Connecting wired and wireless networks

Two significant factors in the security of any network are the measures that exist to ensure accountability for and privacy of traffic: in other words, to control the ability to send packets to the network and to read packets from the network.

Different networks have different characteristics. For example:

The public Internet is unlikely to have effective restrictions on either sending or reading packets, so neither accountability nor privacy can be assumed.
Wired networks in organisations often rely on the difficulty of physical access to a live network socket for both accountability (building entry logs show who was in the room) and privacy (unauthorised visitors are kept outside).
Wireless networks have no physical limits on access (their signals pass through building walls) but often require a user to authenticate before they can send packets and use encryption to protect packets on the network from being read. A wireless network with strong authentication and encryption may offer better protection than a typical wired network with neither.

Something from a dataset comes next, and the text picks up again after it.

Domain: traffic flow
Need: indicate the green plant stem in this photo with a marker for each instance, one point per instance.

At any boundary where different security models meet, controls are needed to preserve the security of both sides. Just as firewalls and virtual private networks are used to ensure consistent privacy and accountability when traffic passes between the internal network and the Internet, so the boundary between wireless and wired networks may also need a protective gateway.

Providing Privacy and Accountability

Most gateways implement two types of control. To ensure that traffic from the wireless network can be traced, users must authenticate before they can send traffic to the organisation’s internal network or onto JANET. An authentication gateway will often be part of the access control system for the wireless network itself.

To protect privacy, packet filters may be used. If a wireless network is not encrypted then packet filters can prevent unencrypted traffic leaking from the wired network, where it has some privacy protection, to the wireless where it will have none. For a wireless network with network level encryption (e.g. using WPA/WPA2), filters may be used to avoid exposing traffic on the unencrypted wired side. Packet filters can also block attempts to use insecure application protocols.

Keeping Networks Apart

Although these controls could be implemented on every wireless access point, it is often simpler to connect the access points together and then provide controls at a single gateway where this access point network connects to the external and internal wired networks. This arrangement, similar to a perimeter de-militarised zone, is shown in the diagram overleaf.

An access point network allows services such as local web pages to be provided to wireless users before they authenticate; at least a DHCP server will be needed to provide clients with their IP address, gateway, etc. Any servers on the access point network must be designed and maintained for security as they will be exposed to untraceable attacks from unauthenticated wireless clients.

There are a number of ways to provide a separate access point network:

Access points may be connected to dedicated physical network segments;
Access points may be placed in fixed VLANs (Virtual Local Area Networks), with the gateway providing the only route for traffic between the wired and wireless VLANs;
Individual clients may be allocated to a VLAN based on their login details (e.g. different VLANs for local and visiting users) using the IEEE 802.1X protocol.

The access point network may also be a suitable place to connect visitors with wired connections, as these should not need direct access to the internal network. If visitor use is planned, the gateway should be placed logically close to the organisation’s JANET connection so visitor traffic does not pass across the internal network.

Gateway Function: Packet Filtering

Packet filtering may be implemented using router Access Control Lists or a firewall. since traffic from unauthenticated wireless clients has the same lack of security controls as the public Internet, the filter rules are likely to be similar to those applied where the organisation connects to JANET. Restrictions on insecure protocols and access to sensitive servers should be considered. Packet filters may also be used to force traffic between the wireless and internal networks to use encrypted protocols (e.g. ssL, ssH, VPN) if the wireless network does not provide strong encryption.

An alternative approach is to block all direct traffic between the wired and wireless networks and require all access to be done through application-level proxies.

Gateway Function: Authentication

Two main alternatives are available to force a user to authenticate before sending their packets beyond the access point network.

IEEE 802.1X is technically superior, since it works at the network layer and prevents any IP packets being sent before the user has authenticated. 802.1X requires software to be configured on the client – once this is done, the connection process is secure and transparent to the user. However, client software is not yet built in to all platforms.
With web redirect gateways users open a web browser and enter their username and password. If authentication succeeds then the gateway allows IP packets to pass from the client to the wired network. Users must protect their password by checking that the gateway is genuine and not a rogue access point set up to steal user credentials. In future, web redirect systems are likely to be replaced by the more secure IEEE 802.1X on both wireless and wired networks.